An Open-Source Package for Information Retrieval.

Overview

OpenMatch

An Open-Source Package for Information Retrieval.

😃 What's New

  • Top Spot on TREC-COVID Challenge (May 2020, Round2)

    The twin goals of the challenge are to evaluate search algorithms and systems for helping scientists, clinicians, policy makers, and others manage the existing and rapidly growing corpus of scientific literature related to COVID-19, and to discover methods that will assist with managing scientific information in future global biomedical crises.
    >> Reproduce Our Submit >> About COVID-19 Dataset >> Our Paper

Overview

OpenMatch integrates excellent neural methods and technologies to provide a complete solution for deep text matching and understanding. The documentation and tutorial of OpenMatch are available at here.

1/ Document Retrieval

Document Retrieval refers to extracting a set of related documents from large-scale document-level data based on user queries.

* Sparse Retrieval

Sparse Retriever is defined as a sparse bag-of-words retrieval model.

* Dense Retrieval

Dense Retriever performs retrieval by encoding documents and queries into dense low-dimensional vectors, and selecting the document that has the highest inner product with the query

2/ Document Reranking

Document reranking aims to further match user query and documents retrieved by the previous step with the purpose of obtaining a ranked list of relevant documents.

* Neural Ranker

Neural Ranker uses neural network as ranker to reorder documents.

* Feature Ensemble

Feature Ensemble can fuse neural features learned by neural ranker with the features of non-neural methods to obtain more robust performance

3/ Domain Transfer Learning

Domain Transfer Learning can leverages external knowledge graphs or weak supervision data to guide and help ranker to overcome data scarcity.

* Knowledge Enhancemnet

Knowledge Enhancement incorporates entity semantics of external knowledge graphs to enhance neural ranker.

* Data Augmentation

Data Augmentation leverages weak supervision data to improve the ranking accuracy in certain areas that lacks large scale relevance labels.

Stage Model Paper
1/ Sparse Retrieval BM25 Best Match25 ~Tool
1/ Dense Retrieval ANN Approximate nearest neighbor ~Tool
2/ Neural Ranker K-NRM End-to-End Neural Ad-hoc Ranking with Kernel Pooling ~Paper
2/ Neural Ranker Conv-KNRM Convolutional Neural Networks for Soft-Matching N-Grams in Ad-hoc Search ~Paper
2/ Neural Ranker TK Interpretable & Time-Budget-Constrained Contextualization for Re-Ranking ~Paper
2/ Neural Ranker BERT BERT: Pre-training of Deep Bidirectional Transformers for Language Understanding ~Paper
2/ Feature Ensemble Coordinate Ascent Linear feature-based models for information retrieval.
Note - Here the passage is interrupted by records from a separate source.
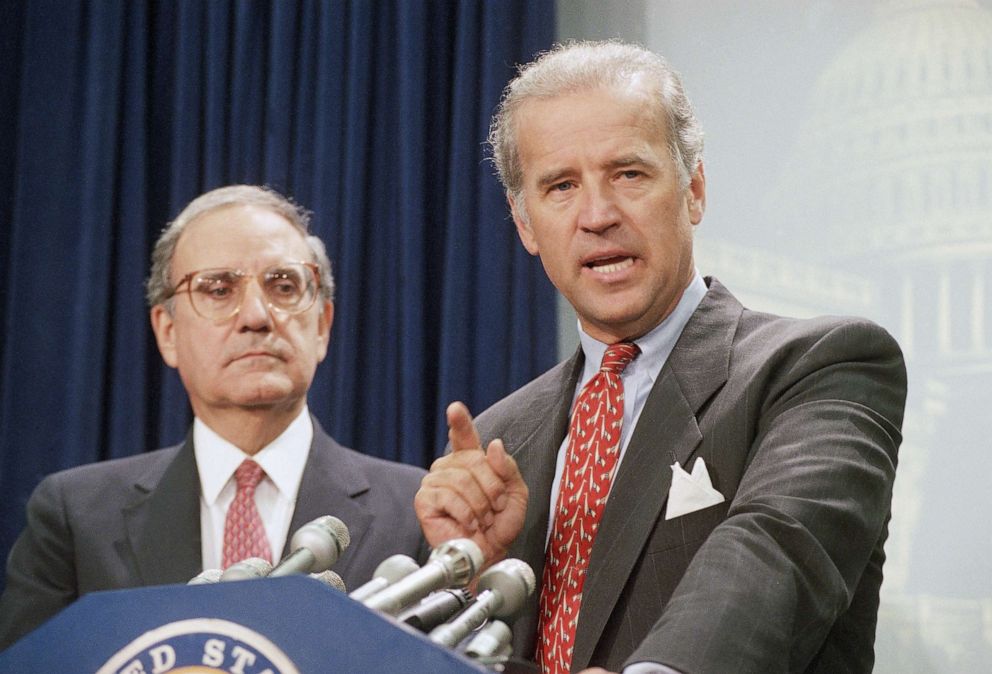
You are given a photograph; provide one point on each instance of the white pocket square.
(690, 493)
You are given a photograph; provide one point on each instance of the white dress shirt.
(283, 461)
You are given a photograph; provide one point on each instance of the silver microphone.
(435, 609)
(501, 592)
(388, 572)
(452, 564)
(330, 579)
(246, 569)
(316, 546)
(206, 577)
(492, 641)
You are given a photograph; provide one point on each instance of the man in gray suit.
(744, 525)
(241, 304)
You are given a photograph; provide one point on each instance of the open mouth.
(608, 265)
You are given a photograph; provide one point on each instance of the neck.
(249, 429)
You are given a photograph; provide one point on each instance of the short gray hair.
(158, 287)
(576, 66)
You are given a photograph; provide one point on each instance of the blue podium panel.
(292, 625)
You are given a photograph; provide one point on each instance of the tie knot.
(618, 356)
(248, 474)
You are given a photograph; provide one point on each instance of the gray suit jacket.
(136, 521)
(798, 422)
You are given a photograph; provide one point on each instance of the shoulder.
(830, 337)
(113, 472)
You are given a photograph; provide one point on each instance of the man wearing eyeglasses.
(241, 305)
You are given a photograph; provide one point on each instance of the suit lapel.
(666, 432)
(533, 439)
(163, 523)
(331, 482)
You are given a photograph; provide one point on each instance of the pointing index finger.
(461, 430)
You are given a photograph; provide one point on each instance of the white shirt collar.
(657, 344)
(283, 459)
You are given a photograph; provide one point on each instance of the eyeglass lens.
(217, 293)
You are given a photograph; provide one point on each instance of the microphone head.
(326, 537)
(461, 558)
(513, 580)
(206, 577)
(395, 567)
(330, 579)
(493, 640)
(253, 567)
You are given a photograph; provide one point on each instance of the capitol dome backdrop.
(849, 170)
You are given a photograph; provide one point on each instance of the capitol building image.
(886, 202)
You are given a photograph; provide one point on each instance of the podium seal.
(200, 646)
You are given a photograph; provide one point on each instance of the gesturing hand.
(471, 493)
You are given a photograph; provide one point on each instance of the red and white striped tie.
(244, 533)
(591, 459)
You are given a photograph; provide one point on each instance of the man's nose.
(598, 210)
(254, 313)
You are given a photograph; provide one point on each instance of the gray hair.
(158, 287)
(576, 66)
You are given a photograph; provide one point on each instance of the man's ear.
(524, 230)
(695, 195)
(163, 325)
(324, 323)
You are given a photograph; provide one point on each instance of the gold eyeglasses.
(216, 294)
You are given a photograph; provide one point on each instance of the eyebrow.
(630, 160)
(552, 177)
(624, 161)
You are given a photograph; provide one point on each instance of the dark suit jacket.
(136, 521)
(798, 422)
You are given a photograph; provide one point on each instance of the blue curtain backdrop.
(113, 115)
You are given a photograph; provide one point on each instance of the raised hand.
(471, 493)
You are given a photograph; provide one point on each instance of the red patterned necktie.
(244, 534)
(592, 452)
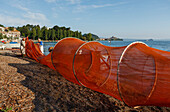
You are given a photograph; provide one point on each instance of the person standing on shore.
(41, 45)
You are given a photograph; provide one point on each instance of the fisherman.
(41, 45)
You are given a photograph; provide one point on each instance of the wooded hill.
(55, 33)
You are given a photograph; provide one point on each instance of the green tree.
(11, 28)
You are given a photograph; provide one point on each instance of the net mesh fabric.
(135, 74)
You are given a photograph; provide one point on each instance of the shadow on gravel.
(54, 93)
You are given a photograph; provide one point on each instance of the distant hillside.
(93, 36)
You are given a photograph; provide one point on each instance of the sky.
(133, 19)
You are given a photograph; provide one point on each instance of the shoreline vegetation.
(52, 34)
(26, 85)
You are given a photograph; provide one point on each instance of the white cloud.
(35, 16)
(81, 8)
(20, 7)
(50, 1)
(74, 1)
(107, 5)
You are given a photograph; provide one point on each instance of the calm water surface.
(162, 45)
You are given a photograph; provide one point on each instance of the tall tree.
(53, 34)
(33, 33)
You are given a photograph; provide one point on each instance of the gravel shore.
(27, 86)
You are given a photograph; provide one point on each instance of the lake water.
(162, 45)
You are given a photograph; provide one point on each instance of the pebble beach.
(27, 86)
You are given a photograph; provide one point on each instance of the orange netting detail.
(135, 74)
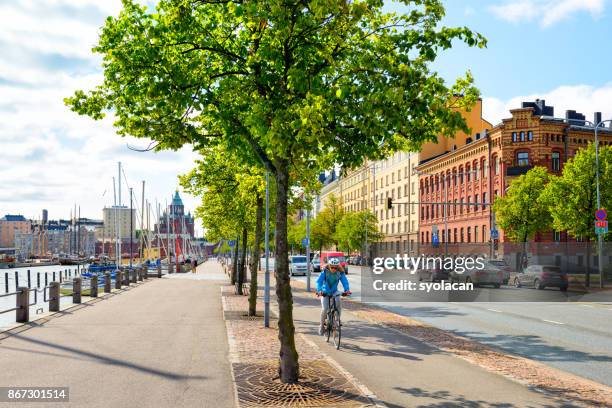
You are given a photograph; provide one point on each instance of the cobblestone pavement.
(254, 352)
(553, 382)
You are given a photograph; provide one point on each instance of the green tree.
(521, 213)
(572, 197)
(296, 83)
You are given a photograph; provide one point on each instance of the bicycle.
(332, 325)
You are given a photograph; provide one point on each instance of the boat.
(71, 260)
(7, 261)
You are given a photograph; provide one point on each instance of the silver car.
(542, 276)
(489, 275)
(298, 265)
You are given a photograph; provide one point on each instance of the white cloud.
(546, 12)
(582, 98)
(49, 156)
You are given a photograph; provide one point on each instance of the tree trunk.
(235, 263)
(288, 370)
(256, 257)
(587, 277)
(242, 271)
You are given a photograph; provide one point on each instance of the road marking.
(552, 321)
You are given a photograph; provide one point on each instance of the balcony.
(517, 170)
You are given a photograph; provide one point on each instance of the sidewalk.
(162, 345)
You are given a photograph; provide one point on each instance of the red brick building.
(469, 177)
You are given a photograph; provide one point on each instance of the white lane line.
(552, 321)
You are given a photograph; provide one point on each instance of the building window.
(556, 161)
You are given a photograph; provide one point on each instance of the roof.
(177, 199)
(9, 217)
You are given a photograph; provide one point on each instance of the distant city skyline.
(52, 158)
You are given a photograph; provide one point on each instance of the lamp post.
(599, 236)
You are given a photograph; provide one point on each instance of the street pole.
(267, 251)
(599, 236)
(445, 235)
(308, 265)
(131, 227)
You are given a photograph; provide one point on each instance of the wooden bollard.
(107, 282)
(93, 288)
(23, 305)
(118, 279)
(76, 290)
(54, 297)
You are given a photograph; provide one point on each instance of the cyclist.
(327, 286)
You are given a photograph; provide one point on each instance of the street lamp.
(599, 236)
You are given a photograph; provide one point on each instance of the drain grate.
(320, 385)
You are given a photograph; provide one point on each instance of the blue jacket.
(329, 286)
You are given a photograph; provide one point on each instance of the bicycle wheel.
(329, 325)
(337, 330)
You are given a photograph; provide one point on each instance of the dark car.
(433, 275)
(542, 276)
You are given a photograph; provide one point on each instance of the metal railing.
(52, 291)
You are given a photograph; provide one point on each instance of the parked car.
(501, 264)
(542, 276)
(433, 274)
(326, 256)
(490, 275)
(298, 265)
(316, 264)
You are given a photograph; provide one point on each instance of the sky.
(50, 157)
Information Retrieval ~Paper
3/ Knowledge Enhancement EDRM Entity-Duet Neural Ranking: Understanding the Role of Knowledge Graph Semantics in Neural Information Retrieval ~Paper
3/ Data Augmentation ReInfoSelect Selective Weak Supervision for Neural Information Retrieval ~Paper

Note that the BERT model is following huggingface's implementation - transformers, so other bert-like models are also available in our toolkit, e.g. electra, scibert.

Installation

* From PyPI

pip install git+https://github.com/thunlp/OpenMatch.git

* From Source

git clone https://github.com/thunlp/OpenMatch.git
cd OpenMatch
python setup.py install

* From Docker

To build an OpenMatch docker image from Dockerfile

docker build -t <image_name> .

To run your docker image just built above as a container

docker run --gpus all --name=<container_name> -it -v /:/all/ --rm <image_name>:<TAG>

Quick Start

* Detailed examples are available here.

import torch
import OpenMatch as om

query = "Classification treatment COVID-19"
doc = "By retrospectively tracking the dynamic changes of LYM% in death cases and cured cases, this study suggests that lymphocyte count is an effective and reliable indicator for disease classification and prognosis in COVID-19 patients."

* For bert-like models:

from transformers import AutoTokenizer

tokenizer = AutoTokenizer.from_pretrained("allenai/scibert_scivocab_uncased")
input_ids = tokenizer.encode(query, doc)
model = om.models.Bert("allenai/scibert_scivocab_uncased")
ranking_score, ranking_features = model(torch.tensor(input_ids).unsqueeze(0))

* For other models:

tokenizer = om.data.tokenizers.WordTokenizer(pretrained="./data/glove.6B.300d.txt")
query_ids, query_masks = tokenizer.process(query, max_len=16)
doc_ids, doc_masks = tokenizer.process(doc, max_len=128)
model = om.models.KNRM(vocab_size=tokenizer.get_vocab_size(),
                       embed_dim=tokenizer.get_embed_dim(),
                       embed_matrix=tokenizer.get_embed_matrix())
ranking_score, ranking_features = model(torch.tensor(query_ids).unsqueeze(0),
                                        torch.tensor(query_masks).unsqueeze(0),
                                        torch.tensor(doc_ids).unsqueeze(0),
                                        torch.tensor(doc_masks).unsqueeze(0))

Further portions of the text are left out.